From April twenty-first through May tenth the Shiva house of The Public Theater transformed into the pre-riot jail cells of 1971’s Attica prison complete with bars, bunks and commissary stashes for Lemon Andersen’sToast. Upon entrance you are transported into the world of the larger-than-life, folklore heroes whose stories are the thing of myth and legend. In these walls you meet the revolutionary Hard Rock (Hill Harper) and the patriarch Dolomite (Keith David), the men whose adverse itineraries set the stage for the uprising they are both frightened of and begging for. We watch these men search for brotherhood, respect, and a future outside their bars (both mental and physical) all while grappling with the personal flaws that landed them there.

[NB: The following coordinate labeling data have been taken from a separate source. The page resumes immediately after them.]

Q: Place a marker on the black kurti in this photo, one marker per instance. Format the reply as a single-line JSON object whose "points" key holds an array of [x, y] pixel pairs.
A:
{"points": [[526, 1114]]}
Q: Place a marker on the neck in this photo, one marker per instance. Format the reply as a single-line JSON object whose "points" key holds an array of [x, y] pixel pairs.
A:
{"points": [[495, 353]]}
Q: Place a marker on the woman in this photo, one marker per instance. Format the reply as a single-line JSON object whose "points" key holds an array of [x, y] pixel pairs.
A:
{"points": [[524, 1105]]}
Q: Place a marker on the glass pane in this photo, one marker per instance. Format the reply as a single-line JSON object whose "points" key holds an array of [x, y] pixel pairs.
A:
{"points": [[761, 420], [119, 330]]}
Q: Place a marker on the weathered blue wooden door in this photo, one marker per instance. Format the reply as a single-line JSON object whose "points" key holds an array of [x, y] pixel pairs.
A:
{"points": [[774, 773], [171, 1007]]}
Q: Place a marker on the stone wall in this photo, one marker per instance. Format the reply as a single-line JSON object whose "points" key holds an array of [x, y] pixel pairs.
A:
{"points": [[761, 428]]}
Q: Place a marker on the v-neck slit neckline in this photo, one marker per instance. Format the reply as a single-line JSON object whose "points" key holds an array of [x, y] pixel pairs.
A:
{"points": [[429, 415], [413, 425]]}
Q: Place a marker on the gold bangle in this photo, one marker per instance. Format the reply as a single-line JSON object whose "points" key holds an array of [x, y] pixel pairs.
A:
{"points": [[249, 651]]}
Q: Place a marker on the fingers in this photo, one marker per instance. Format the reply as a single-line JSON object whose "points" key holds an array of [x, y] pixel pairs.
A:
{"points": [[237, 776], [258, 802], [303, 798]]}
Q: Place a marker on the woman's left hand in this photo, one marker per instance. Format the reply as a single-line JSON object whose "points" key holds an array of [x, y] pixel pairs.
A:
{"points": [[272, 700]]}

Handcrafted and delivered flawlessly, Toast opens with Hard Rock asking the audience “Have you ever heard a prisoner crying out for peace?” a line which successfully sets his agenda and eases us into the play. We then transition into a card game played amongst inmates Stackolee (John Earl Jelks), Hobo Ben (Jonathan Earl Peck), Annabelle Jones (Phillip James Brannon) and newcomer Jesse James (Armando Riesco.) It is during this scene the groundwork is laid and we see the true strength of Toast– the use of language to distinguish each character. Smooth talkers and men of few words overlap and blend together to create one extended love poem to the thoughts (Forty cents for a tank of gas?!) and slang (and that’s no jive) to the men of the seventies. It is through these moments that we follow the men from games and battles of wits to rec, work detail and fights- ending with a final battle that will change the face of the prison system forever.

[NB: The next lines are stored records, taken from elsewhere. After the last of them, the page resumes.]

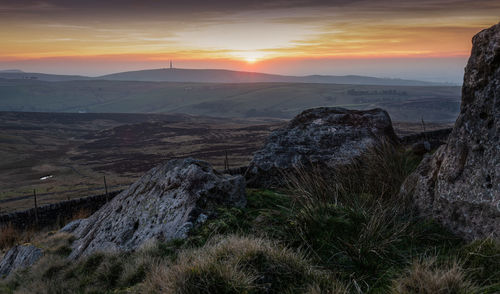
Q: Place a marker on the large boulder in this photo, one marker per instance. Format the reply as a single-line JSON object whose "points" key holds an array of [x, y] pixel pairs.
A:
{"points": [[19, 257], [325, 136], [164, 204], [460, 184]]}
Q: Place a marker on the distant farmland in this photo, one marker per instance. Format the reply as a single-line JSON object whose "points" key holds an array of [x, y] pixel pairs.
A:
{"points": [[245, 100]]}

Intertwined with great moments of ensemble energy are quiet moments where the poetry turns personal and our prisoners become human. One of these stand out moments and performances is delivered by Phillip James Brannon in his toast to “Annie” Jones. He flirts and sways his way through a monologue that speaks to the power of a “he-she” playing by his own rules, controlling his own money until “another ghetto story” is locked away. The audience is enraptured until the spell is broken- and the same can be said for all of these moments, especially when the epic toasts “Shine” and “The Signifying Monkey” are delivered. Lemon Andersen managed to let each character have a moment of escape from the ever-present jail cell and return seamlessly to the mounting restlessness of life in Attica without missing a beat.
Toast was originally presented as part of The Public Theater’s Public Lab, a program designed to:
“provide audiences with access to Shakespeare and new work with tickets starting at $20. Emerging and established artists gain a platform to further develop their work on stage and in performances with scaled-down productions that allow audiences and artists to engage with one another in the process of making theater.”
Andersen used this platform perfectly, engaging audiences and actors in an epic journey of language, character and life- development of which has only just begun. Audiences should expect to experience Toast in it’s next iteration very soon- for just as legends like Dolomite, Stackolee and Shine will not die, neither will Toast.